Und falls ja genügt ein Zweitwohnsitz? Ich überlege mich bei meinen Eltern in Niedersachsen als Zweitwohnsitz zu melden, da dort der Fischereischein lebenslang gilt und ich somit die vermutlich noch häufigeren Ortswechsel in nächster Zeit außen vor lassen könnte.

Ich hoffe es ist soweit verständlich geschrieben, sonst fragt gerne nach.

Vielen Dank schon einmal!


----------



## Anglero (28. Mai 2015)

*AW: Fischereischein - Wohnsitz*



Isildur schrieb:


> ...Muss ich den Fischereischein in der Stadt beantragen, wo ich gemeldet bin und ggfs bei Umzug einen neuen beantragen (wenns ein anderes Bundesland ist) oder ist das egal?...



Grundsätzlich ja. Bei Umzug aber imho erst nötig, wenn der alte Schein abgelaufen ist. 

Ob du an einem Zweitwohnsitz (unter Vorlage deines Prüfungszeugnisses) die Neuausstellung eines Fischereischeins erreichen  kannst, kann dir ganz sicher jede Gemeinde sagen.
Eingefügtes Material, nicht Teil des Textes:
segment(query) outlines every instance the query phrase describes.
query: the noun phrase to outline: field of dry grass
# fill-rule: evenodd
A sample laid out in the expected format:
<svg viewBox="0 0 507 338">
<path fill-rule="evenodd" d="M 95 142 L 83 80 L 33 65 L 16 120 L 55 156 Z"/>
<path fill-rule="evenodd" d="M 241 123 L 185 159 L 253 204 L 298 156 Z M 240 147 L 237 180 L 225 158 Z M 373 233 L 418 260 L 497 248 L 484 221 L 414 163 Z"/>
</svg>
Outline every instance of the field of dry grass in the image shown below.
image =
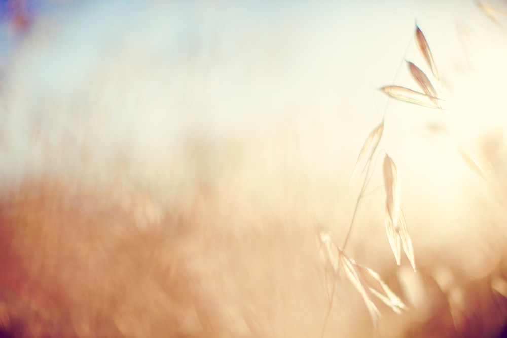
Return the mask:
<svg viewBox="0 0 507 338">
<path fill-rule="evenodd" d="M 324 3 L 3 24 L 1 336 L 505 336 L 507 5 Z"/>
</svg>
Wenn es um den lebenslangen Schein geht, warum nicht Erstwohnsitz bei den Eltern? Ist doch während Ausbildung und Studium nicht unüblich.


----------



## Isildur (31. Mai 2015)

*AW: Fischereischein - Wohnsitz*

Vielen Dank für die Antwort!
Dann werd ich mich mal erkundigen, wie das mit Zweitwohnsitz aussieht. Erstwohnsitz wäre sonst auch eine Option, muss ich mal schauen.


----------



## LAC (3. Juni 2015)

*AW: Fischereischein - Wohnsitz*

prüfungsschein - dann den staatl. schein (fürs Land) dann darfst du überall angeln in deutschland, wobei einige länder dann noch einen zusätzlichen gastschein verlangen - will aber nichts falsches sagen, wobei du in einigen ländern (urlaubsregionen) auch ohne prüfungsschein ein gastschein fürs angeln bekommen kannst.


----------



## Gelöschtes Mitglied 11191 (3. Juni 2015)
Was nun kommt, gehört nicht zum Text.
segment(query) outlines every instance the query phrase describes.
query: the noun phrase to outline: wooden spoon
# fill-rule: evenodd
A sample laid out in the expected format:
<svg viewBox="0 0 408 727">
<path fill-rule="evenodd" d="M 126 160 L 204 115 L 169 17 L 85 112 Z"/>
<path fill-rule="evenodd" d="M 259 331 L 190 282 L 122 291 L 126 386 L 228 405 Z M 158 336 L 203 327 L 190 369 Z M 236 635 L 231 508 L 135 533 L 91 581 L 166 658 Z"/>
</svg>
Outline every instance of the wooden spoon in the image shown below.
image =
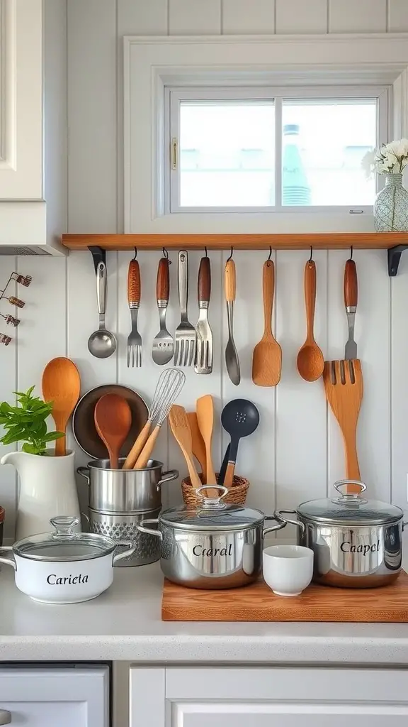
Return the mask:
<svg viewBox="0 0 408 727">
<path fill-rule="evenodd" d="M 105 394 L 95 406 L 94 417 L 97 431 L 109 452 L 110 469 L 118 470 L 121 447 L 131 428 L 131 408 L 123 396 Z"/>
<path fill-rule="evenodd" d="M 44 370 L 42 390 L 44 401 L 52 402 L 55 428 L 64 435 L 55 440 L 55 457 L 64 457 L 67 424 L 81 391 L 79 371 L 75 364 L 63 356 L 50 361 Z"/>
<path fill-rule="evenodd" d="M 205 396 L 200 396 L 197 400 L 196 409 L 198 428 L 205 445 L 207 476 L 204 483 L 206 485 L 216 485 L 217 481 L 216 479 L 211 455 L 211 440 L 213 438 L 213 429 L 214 427 L 214 404 L 211 395 L 207 394 Z M 213 490 L 209 488 L 208 490 L 208 497 L 218 497 L 218 490 Z"/>
<path fill-rule="evenodd" d="M 192 449 L 192 454 L 201 467 L 203 473 L 203 482 L 207 481 L 207 466 L 205 445 L 201 436 L 201 432 L 198 428 L 197 421 L 197 414 L 195 411 L 187 411 L 187 419 L 191 430 Z"/>
<path fill-rule="evenodd" d="M 325 358 L 313 334 L 316 305 L 316 265 L 313 260 L 308 260 L 305 265 L 305 304 L 307 334 L 298 354 L 298 371 L 305 381 L 317 381 L 323 373 Z"/>
<path fill-rule="evenodd" d="M 202 483 L 192 459 L 191 430 L 184 407 L 173 404 L 168 414 L 168 422 L 173 435 L 184 456 L 191 483 L 197 489 L 198 487 L 201 487 Z"/>
<path fill-rule="evenodd" d="M 276 386 L 282 371 L 282 349 L 272 329 L 272 305 L 275 286 L 275 271 L 272 260 L 264 263 L 264 335 L 253 350 L 252 380 L 258 386 Z"/>
</svg>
*AW: Fischereischein - Wohnsitz*

1.Dein Hauptwohnsitz ist für den Fischein zuständig wie auch die Abgabe 
2.selbst wenn du einen lebenslangen fischein hast und in ein anderes Bundesland ziehst wird er ungültig da ländersache
3.Prüfungen und fischereischeine werden anerkannt aber siehe 1

|kopfkrat
wenn noch fragen dann schreib.....


----------



## ernie1973 (3. Juni 2015)

*AW: Fischereischein - Wohnsitz*

Mit dem amtlichen Prüfungszeugnis i.V.m. Deinem Perso kannst Du *IMMER* an Deinem Hauptwohnsitz einen neuen Fischereischein beantragen.

Schwierig wird´s nur mal, wenn Du Inhaber eines prüfungsfrei erteilten Fischereischeines bist -aber -  das trifft auf Dich nach eigenen Angaben ja nicht zu, weil Du die Prüfung ja mal gemacht hast.

Für "alte" Angler wurden Scheine bis zu einem gewissen Stichtag auch nach Einführung der Prüfungspflicht noch ohne weitere Prüfung umgeschrieben - das ist dann ne Altersfrage, die auf Dich vermutlich auch nicht zutrifft, wenn die nicht Seniorenstudent bist...

In Köln z.B. kannst Du sogar nur mit einem abgelaufenen Fischereischein auch einen neuen beantragen - oder eine Verlängerung, *WENN* zuvor Köln zuvor die ausstellende Behörde war.

War eine andere Behörde zuvor die ausstellende Behörde, dann benötigst Du einen Personalausweis & das amtliche Prüfungszeugnis.

Mir ist *kein einziger* Fall bekannt, bei dem ein amtliches Prüfungszeugnis i.V.m. dem Personalausweis bei der Behörde des (u.U. neuen ) Hauptwohnsitzes *NICHT* zu Beantragung eines neuen Fischereischeins gereicht hätte - obwohl sich da hartnäckig immer wieder Mythen um die Anerkennnung - bzw. Nicht-Anerkennung in einzelnen Bundesländern halten.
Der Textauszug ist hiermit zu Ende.